Younger workers saving more, desiring more help with financial decisions
The Logica study found that the younger cohort of Americans in the survey indicated they planned to save and invest more in 2023. But although younger Americans have generally been enthusiastic about investing, the survey again found a new sense of caution from respondents. “Investing is kind of mixed,” Raynor said. “Over the last several waves of our study, especially during COVID, we saw investing at an all-time-high, and now we’re seeing people pull back, even the younger generations who were really enthusiastic about investing during the bull market.”
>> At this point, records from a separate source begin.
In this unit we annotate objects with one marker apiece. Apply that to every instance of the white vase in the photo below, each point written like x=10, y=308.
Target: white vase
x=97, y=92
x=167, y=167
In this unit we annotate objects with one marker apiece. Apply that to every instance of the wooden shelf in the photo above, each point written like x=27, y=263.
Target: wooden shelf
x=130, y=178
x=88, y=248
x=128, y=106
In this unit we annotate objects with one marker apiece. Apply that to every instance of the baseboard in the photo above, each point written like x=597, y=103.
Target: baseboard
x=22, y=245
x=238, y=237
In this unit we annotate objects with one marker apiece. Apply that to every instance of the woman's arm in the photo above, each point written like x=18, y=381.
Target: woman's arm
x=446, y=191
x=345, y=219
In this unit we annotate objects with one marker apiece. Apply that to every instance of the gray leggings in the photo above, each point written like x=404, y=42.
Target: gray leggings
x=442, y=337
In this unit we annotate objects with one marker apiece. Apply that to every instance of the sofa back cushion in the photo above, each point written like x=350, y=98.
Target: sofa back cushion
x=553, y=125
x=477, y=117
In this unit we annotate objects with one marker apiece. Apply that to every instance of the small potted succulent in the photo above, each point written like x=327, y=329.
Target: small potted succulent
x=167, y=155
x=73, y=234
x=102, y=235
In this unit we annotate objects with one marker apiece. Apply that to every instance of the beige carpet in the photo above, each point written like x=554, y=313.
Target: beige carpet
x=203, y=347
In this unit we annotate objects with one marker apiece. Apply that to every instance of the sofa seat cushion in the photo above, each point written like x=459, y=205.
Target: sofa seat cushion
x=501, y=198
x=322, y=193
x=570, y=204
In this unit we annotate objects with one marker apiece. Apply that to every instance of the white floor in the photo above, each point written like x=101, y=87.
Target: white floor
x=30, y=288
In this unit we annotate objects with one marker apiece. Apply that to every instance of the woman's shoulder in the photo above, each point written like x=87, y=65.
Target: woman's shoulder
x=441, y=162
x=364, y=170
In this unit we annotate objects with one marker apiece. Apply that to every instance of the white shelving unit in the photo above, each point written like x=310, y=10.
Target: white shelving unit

Perhaps in part because of a more uncertain economy, Americans from the younger cohorts said they needed help with financial decisions. When asked what money management areas they needed help in, Gen Z (ages 26 and younger) and millennials (27 to 42) said their top areas of concern were: knowing what type and how much insurance to have (58%), knowing how much to save (54%), how to make the most of a 401(k) or retirement account (52%), knowing how to build a better credit score (51%), and selecting the right IRA (49%).
Raynor noted that the youngest cohort, Gen Z, is very interested in money management information. “They’re an active new generation of investors,” she noted. “[Prior research] shows this generation is very scrappy and certainly very interested in trying to understand how to manage their money.”
Looking to employers — and social media — for help
The survey found a strong majority of Americans—75%–said they felt is important that employers offer programs to help manage finances. This result showed some differences between generations: 86% of Gen Z’ers agreed, 81% of millennials agreed, and 72% of Gen X (43 to 58) respondents said they agreed. That number dropped to 59% for boomers, the generation aged 58 and older.
The study also found that millennials were the generation most interested in finding help—a fact that Raynor attributed to factors such as planning for paying for college for their kids, and starting to think about retirement.
Although professional financial advisors were important to all generations as a source of help, getting help from financial companies also scored high. “Across these generations, talking to a professional financial advisor is important to all the generations and [assistance from] financial companies also take the second or third positions in ranking across the generations,” Raynor said.
Another top source of help and advice was family and friends. But one interesting finding was the strong interest among younger generations in getting financial advice through social media. YouTube and TikTok are popular with both Gen Z and millennials as sources of information on finances, the study found. Raynor said companies that want to reach younger investors need to consider social media channels as a significant part of their efforts. “If you are targeting that newest generation and a lot of investors in this generation, you’re going to reach them on social media in ways maybe more than you would expect,” she said.